Estou a reproduzir esta estória
de memória, assim, sem grandes pormenores, mas acho que não lhe tira mérito
absolutamente nenhum. É incrível.
Quando penso em mágicos, pinto
sempre uma figura com uma capa preta, de forro azul-escuro, tudo acetinado,
muito brilhante. Uma varinha, não ao estilo Harry Potter, mas daquelas pretas,
que parecem uma caneta de feltro, com as pontas brancas (e na escola
brincávamos assim. Púnhamos duas tampinhas nas extremidades, uma roubada a
outra caneta, e apontávamos à cara dos colegas, com um tom ameaçador). Tem que
ter uma cartola, para sacar coelhos, cartas e flores de plástico. E, claro, tem
que vestir um fato, estilo empregado de mesa, com laçarote e tudo.
Nunca acreditei, mesmo quando era
miúda, que aquilo fosse verdade. É claro que tinha que haver ali um engano
qualquer, uma traição ao olho. É ilusão, não magia, afinal de contas.
É que são coisas bem diferentes.
A magia não tem um tom pejorativo. É algo pipilante. A ilusão, tem. Porque fica
ali colado o conceito de enganar, de passar a perna. E quem gosta de se sentir
enganado? Ninguém. Nunca levei nenhuma facada, mas acho que a sensação é mesmo
essa, sentir aço a cortar não a nossa carne, mas a nossa integridade. A carne
sara, mesmo com marca. Quanto ao resto, não posso garantir.

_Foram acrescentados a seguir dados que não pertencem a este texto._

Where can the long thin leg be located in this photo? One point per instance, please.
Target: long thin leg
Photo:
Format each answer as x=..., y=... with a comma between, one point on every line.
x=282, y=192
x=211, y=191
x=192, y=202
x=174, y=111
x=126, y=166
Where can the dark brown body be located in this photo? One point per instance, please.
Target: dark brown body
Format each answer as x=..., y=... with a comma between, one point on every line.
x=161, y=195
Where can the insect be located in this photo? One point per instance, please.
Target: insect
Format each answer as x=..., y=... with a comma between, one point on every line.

Nos espectáculos, o ilusionista
engana-nos por nossa vontade. Estamos predispostos a que nos mintam, e ali
ficamos, deliciados por estarmos a ser ludibriados, enquanto argolas de metal
se entrelaçam, enquanto serpentinas saem a jorro de gargantas, pombas voam,
claramente atordoadas, e amigos nossos ficam sem relógios e com cordas firmes
amarradas aos pulsos.
O problema é quando damos com
Houdinis da vida real. Não têm capas, chapéus largos, nem sapatos engraxados.
Não têm varinhas mágicas. Mas têm como hobby chamar alguém da assistência
forçada, que por ali passa, incauto. Depois, como nos desenhos animados, olham
para as entranhas da pessoa, emitem ondas vermelhas através dos globos
oculares, e fingem ser o que não são. Como em qualquer truque, ficamos sem
saber o que está a acontecer. Ó, Deus meu, é magia! Da verdadeira!
Depois, alguém estala os dedos, e
a performance termina. Era apenas uma ilusão.
Ficamos sozinhos, no centro de
uma pista de circo, sem sabermos muito bem o que fomos para ali fazer nem para
onde ir. Não há uma bela assistente, com um vestido de noite justo, a apontar a
saída! Que disparate, mas… É magia. Foi magia. Era o Houdini, caramba!
Não era nada o Houdini. Era só um
charlatão, a vender a banha da cobra. E, diz o povo, a mentira tem perna curta,
e ninguém pode fingir ser o Grande Houdini quando, na verdade, não tem mais do
que um truquezeco de cartas para nos mostrar, sem ases na manga para puxar.